Charles Dickens stared.
It was a good stare. Men with eyebrows like that tended to have good stares. He stared at the scene before him like an artist studying the work of a master, pouring over every detail, canyons of cogitation forming in the furrows of his magnificent eyebrows.
He said: “I think I’ve got it, now.”
The time traveller blinked. “Yeah?”
“This device-” Dickens gestured vaguely. “It might be an elaborate zoetrope. The players are not actually performing, but we see a succession of images that are played so quickly, the eye is fooled into believing that they may be so.”
“That’s. Definitely a way of looking at it.”
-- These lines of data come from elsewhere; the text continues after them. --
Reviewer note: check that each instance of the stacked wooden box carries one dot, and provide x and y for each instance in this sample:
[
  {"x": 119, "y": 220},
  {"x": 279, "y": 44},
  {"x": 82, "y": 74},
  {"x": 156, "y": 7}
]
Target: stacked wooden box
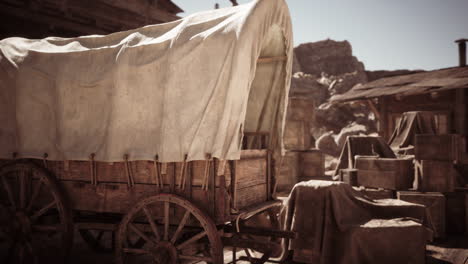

“And in this instance, the zoetrope is depicting something like a Punch and Judy show,” said Dickens. “Only by some cleverness, the professor operating the puppets has managed to make himself invisible.”
“Could be.”
Dickens sat back. “Then really, I don’t see what all the fuss is about. Although I do have one question.”
“Yes?”
“Why is Bob Cratchit a frog?”
The time traveller considered this. “Well,” he started. He stopped. “I guess - why not a frog?”
Charles Dickens’s magnificent eyebrows knotted together. Then he nodded. “Fair enough.”